I encourage everyone to read this book!
I like to read and learn. I read many great books. I recommend many of the books I read. This book exceeds my normal book recommendations!
Here are some of my highlights.
- Most modern Christians carry a culturally created mental map that imagines heaven as a distant celestial realm full of glorious dwellings occupied by the souls of God’s redeemed people who are surrounded by angels in a paradise far removed from this earth. Our map also says the only path to heaven passes through death; it is utterly inaccessible to the living who still occupy the earth. For those shaped by popular forms of Christianity, our map also says that Jesus died on the cross so we might gain access to this heavenly paradise after we die.
- Nearly everything about our faith—Jesus, the gospel, the cross, the church, our mission, even how we raise our children and interact with our non-Christian neighbors—revolves around the view of heaven I’ve just described. I don’t think it’s an exaggeration to say many of us have a heaven-centric mental map of Christianity. But what if our mental map is wrong?
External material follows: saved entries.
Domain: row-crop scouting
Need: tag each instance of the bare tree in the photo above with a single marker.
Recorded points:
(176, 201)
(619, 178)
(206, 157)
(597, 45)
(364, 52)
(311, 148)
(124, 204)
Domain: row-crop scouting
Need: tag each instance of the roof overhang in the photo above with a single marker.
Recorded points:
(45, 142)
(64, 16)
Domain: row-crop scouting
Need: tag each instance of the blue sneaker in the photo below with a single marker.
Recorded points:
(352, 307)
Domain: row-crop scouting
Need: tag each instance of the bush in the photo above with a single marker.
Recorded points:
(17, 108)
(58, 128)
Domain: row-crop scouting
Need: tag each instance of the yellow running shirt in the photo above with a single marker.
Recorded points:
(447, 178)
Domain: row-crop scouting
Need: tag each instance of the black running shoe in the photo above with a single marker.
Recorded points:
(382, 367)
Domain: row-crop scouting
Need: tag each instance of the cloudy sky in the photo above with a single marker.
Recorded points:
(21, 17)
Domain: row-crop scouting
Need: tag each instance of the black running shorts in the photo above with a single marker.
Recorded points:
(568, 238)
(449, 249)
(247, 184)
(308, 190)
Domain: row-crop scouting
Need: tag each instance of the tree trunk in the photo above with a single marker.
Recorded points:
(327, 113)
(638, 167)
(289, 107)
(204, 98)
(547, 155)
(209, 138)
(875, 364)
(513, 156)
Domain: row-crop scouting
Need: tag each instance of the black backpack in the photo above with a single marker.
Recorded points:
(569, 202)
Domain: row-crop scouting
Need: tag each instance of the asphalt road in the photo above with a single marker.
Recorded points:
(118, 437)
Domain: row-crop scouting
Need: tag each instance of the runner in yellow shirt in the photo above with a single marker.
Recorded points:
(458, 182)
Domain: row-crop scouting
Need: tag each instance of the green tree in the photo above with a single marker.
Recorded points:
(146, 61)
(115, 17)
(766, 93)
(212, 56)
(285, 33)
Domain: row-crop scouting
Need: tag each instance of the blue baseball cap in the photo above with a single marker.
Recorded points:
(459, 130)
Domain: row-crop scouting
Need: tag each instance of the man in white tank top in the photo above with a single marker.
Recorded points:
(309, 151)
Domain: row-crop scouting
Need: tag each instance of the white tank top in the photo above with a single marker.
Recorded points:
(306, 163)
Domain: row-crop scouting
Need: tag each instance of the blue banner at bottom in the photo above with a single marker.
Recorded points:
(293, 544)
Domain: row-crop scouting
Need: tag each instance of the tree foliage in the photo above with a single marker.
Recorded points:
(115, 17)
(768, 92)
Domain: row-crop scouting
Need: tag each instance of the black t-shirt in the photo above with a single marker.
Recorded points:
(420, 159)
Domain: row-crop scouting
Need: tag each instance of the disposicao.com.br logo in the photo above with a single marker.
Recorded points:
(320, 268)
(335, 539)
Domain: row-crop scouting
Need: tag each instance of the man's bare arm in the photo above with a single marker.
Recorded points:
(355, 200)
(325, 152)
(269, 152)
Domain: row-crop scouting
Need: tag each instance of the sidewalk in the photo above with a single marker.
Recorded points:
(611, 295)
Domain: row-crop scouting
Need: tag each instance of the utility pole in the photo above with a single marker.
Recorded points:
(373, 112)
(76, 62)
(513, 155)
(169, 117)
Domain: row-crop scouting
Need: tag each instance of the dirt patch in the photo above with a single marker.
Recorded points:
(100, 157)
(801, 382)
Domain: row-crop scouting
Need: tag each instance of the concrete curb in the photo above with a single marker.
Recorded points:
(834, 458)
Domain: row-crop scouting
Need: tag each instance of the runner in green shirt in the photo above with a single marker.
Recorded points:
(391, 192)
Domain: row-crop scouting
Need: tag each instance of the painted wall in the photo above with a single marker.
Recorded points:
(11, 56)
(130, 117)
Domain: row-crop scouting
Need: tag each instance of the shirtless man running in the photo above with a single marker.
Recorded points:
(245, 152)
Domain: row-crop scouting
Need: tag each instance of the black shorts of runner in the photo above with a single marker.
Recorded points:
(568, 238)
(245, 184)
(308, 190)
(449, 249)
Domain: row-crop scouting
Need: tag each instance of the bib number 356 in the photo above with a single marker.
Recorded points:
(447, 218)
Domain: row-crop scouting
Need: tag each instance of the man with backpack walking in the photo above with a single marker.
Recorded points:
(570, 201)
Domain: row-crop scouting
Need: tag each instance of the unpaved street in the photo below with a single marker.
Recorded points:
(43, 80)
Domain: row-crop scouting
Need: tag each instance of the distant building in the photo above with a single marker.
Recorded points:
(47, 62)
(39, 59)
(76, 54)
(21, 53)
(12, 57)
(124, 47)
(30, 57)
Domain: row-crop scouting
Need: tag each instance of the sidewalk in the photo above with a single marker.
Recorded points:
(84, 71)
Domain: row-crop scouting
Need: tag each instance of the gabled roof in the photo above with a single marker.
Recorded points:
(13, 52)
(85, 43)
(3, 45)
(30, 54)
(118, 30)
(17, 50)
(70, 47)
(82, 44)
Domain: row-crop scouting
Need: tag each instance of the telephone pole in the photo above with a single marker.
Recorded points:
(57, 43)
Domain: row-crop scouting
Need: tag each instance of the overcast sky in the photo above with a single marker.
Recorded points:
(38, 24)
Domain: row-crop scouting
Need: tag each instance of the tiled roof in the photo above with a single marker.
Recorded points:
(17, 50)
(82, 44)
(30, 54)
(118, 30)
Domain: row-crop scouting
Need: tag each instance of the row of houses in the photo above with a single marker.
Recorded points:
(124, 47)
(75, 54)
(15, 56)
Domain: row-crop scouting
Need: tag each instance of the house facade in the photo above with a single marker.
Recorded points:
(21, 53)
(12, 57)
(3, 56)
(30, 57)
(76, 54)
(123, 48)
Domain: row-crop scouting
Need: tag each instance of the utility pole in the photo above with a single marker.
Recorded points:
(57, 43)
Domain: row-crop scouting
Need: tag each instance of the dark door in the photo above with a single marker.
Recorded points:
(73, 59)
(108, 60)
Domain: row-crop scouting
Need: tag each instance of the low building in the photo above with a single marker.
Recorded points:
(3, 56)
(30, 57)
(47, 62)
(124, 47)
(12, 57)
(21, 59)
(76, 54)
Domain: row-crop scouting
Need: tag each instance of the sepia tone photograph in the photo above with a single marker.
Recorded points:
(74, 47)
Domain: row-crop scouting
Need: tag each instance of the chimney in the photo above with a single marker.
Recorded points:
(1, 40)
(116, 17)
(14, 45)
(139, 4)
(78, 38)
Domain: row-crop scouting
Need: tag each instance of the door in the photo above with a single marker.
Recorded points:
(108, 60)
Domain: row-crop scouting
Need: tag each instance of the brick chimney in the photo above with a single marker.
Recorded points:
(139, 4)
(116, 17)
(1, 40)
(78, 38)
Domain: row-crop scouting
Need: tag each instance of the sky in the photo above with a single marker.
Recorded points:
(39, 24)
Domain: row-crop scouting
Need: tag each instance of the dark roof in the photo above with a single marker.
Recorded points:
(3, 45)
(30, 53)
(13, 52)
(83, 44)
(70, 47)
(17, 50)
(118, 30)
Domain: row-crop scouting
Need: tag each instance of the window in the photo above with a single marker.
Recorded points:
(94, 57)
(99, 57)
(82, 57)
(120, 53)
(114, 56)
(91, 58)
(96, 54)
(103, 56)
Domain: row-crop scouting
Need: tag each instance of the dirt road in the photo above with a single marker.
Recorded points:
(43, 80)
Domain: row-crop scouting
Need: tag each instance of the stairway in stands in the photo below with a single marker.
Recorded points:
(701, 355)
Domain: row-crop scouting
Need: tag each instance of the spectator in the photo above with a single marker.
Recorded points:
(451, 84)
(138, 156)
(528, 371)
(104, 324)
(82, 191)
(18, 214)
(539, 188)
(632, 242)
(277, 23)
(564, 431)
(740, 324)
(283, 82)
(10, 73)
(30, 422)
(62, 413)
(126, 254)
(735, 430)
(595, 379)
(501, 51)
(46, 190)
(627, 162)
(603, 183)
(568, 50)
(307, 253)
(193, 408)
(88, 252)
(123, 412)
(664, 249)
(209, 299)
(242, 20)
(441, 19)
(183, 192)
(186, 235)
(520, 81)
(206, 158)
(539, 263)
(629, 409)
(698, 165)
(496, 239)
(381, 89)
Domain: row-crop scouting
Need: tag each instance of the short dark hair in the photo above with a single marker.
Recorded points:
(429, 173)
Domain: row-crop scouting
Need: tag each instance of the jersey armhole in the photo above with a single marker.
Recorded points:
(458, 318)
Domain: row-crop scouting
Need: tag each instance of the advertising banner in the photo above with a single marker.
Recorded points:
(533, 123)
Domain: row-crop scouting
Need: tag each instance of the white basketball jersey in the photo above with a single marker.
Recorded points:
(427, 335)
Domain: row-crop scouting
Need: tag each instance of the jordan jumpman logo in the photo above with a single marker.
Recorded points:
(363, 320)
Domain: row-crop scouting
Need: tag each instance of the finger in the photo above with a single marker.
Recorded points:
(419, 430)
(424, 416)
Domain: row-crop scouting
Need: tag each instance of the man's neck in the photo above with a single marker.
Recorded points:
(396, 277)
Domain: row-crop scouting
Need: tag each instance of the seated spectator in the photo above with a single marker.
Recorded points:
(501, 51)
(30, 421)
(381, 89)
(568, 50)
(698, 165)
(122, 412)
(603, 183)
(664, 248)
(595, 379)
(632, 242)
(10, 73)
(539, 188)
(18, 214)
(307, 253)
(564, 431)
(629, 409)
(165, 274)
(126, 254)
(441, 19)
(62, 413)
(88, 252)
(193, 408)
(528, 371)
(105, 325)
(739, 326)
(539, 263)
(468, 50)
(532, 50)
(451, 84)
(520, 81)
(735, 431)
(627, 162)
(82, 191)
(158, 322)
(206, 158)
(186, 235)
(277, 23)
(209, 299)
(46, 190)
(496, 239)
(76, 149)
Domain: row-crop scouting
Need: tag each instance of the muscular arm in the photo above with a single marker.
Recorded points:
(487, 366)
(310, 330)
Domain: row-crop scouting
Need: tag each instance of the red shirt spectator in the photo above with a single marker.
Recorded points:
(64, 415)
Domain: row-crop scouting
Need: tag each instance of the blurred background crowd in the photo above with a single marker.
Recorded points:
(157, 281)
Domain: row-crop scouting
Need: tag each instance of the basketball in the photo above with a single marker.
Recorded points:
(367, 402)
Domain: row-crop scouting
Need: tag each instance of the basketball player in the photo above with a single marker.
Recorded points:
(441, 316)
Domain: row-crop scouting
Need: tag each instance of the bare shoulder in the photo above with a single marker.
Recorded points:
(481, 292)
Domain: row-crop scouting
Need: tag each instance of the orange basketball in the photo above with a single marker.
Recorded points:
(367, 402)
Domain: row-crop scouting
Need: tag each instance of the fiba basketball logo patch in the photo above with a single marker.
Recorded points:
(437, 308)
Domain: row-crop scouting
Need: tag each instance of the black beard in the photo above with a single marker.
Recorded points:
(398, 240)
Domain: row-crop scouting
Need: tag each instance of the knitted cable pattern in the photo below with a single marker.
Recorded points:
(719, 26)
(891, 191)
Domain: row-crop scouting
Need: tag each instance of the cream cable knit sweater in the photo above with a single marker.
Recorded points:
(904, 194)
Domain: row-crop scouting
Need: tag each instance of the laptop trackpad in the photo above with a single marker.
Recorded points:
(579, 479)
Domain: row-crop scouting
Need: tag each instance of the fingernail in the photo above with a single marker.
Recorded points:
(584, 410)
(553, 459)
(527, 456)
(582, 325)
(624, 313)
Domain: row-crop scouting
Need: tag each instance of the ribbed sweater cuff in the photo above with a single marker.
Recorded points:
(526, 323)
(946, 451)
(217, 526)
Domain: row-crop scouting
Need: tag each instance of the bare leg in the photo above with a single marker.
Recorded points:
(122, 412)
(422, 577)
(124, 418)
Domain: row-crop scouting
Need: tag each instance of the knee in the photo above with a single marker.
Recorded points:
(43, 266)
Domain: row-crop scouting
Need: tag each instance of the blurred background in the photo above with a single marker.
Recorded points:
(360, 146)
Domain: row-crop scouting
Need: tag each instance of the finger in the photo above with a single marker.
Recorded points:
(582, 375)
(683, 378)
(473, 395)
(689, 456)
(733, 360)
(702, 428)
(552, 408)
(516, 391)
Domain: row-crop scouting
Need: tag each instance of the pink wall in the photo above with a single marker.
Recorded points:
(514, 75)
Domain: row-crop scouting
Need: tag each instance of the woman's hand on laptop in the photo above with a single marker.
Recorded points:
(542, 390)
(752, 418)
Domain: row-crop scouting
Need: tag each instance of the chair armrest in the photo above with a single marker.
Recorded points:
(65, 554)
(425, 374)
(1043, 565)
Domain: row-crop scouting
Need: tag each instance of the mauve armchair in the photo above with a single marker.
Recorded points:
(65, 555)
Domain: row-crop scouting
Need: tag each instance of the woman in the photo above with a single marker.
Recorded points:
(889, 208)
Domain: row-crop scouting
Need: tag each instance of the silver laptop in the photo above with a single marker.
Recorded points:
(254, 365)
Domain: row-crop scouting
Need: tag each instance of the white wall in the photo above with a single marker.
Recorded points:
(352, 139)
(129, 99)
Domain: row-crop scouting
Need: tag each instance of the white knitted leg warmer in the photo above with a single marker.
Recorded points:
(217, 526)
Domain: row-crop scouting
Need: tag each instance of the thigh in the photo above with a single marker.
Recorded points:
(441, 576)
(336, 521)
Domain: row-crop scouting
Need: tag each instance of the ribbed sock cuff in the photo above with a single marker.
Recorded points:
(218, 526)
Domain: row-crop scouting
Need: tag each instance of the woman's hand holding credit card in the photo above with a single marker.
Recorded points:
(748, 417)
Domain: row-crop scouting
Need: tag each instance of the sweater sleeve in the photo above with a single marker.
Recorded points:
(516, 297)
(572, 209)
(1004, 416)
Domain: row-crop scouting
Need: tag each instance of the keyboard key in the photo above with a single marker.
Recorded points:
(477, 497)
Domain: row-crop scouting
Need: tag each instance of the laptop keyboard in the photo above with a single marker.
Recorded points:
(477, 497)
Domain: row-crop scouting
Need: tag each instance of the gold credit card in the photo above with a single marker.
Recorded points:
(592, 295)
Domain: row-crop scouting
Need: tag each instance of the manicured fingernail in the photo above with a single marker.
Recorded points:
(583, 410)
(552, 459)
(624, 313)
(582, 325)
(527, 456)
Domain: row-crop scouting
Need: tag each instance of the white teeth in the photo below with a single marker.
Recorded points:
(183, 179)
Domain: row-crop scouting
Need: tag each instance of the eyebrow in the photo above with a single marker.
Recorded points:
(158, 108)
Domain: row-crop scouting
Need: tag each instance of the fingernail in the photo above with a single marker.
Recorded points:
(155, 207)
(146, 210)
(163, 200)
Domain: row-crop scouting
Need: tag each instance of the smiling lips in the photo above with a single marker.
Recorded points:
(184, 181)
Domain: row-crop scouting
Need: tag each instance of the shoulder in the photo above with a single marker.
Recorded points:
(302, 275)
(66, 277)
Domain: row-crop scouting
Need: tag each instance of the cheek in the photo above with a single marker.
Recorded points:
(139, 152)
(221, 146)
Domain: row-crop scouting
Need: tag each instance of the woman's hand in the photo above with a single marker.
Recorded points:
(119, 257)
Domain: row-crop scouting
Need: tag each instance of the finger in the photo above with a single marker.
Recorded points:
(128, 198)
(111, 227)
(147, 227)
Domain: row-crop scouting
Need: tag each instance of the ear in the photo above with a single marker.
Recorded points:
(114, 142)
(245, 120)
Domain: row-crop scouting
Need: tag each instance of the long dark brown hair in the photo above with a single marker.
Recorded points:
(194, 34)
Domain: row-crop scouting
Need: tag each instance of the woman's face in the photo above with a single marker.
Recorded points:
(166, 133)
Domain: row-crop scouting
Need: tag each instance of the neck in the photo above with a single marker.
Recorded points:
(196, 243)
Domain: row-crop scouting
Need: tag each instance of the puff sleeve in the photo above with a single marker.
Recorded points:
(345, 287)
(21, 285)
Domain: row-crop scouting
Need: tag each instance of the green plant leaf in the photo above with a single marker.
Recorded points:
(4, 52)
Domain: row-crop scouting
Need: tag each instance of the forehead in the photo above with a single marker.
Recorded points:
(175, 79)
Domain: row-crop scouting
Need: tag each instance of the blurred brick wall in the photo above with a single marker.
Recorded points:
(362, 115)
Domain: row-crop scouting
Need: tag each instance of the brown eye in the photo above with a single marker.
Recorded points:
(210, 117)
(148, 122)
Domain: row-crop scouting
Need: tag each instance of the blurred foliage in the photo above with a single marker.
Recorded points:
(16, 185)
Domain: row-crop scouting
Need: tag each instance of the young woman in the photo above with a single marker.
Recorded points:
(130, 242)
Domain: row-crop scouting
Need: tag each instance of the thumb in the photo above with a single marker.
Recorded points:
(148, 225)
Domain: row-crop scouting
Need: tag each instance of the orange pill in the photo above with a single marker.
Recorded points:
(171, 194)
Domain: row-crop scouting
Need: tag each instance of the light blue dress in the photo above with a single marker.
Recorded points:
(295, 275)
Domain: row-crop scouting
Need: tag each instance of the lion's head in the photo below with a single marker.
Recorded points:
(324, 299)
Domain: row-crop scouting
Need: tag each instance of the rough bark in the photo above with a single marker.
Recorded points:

Just as the earth is not the center of the solar system, what if heaven is not the center of our faith?
- When we come to embrace Jesus’s map of heaven, we will discover that it works so much better than the one we’ve inherited from popular Christian culture.
- The heavens are the invisible, intangible realm occupied by the Lord and his hosts.
- Celtic Christians referred to such locations as “thin places.”
- But in John’s Gospel, Jesus announced that a new thin place between heaven and earth had arrived that would be a permanent opening between the two. A new and better temple had come.
- The kingdom isn’t where righteous souls go after death but rather our current reality where we encounter God’s presence and accomplish his will.
- In contrast to the popular view of God as a grumpy, strict gatekeeper, Jesus declares that God opens his kingdom to us joyfully.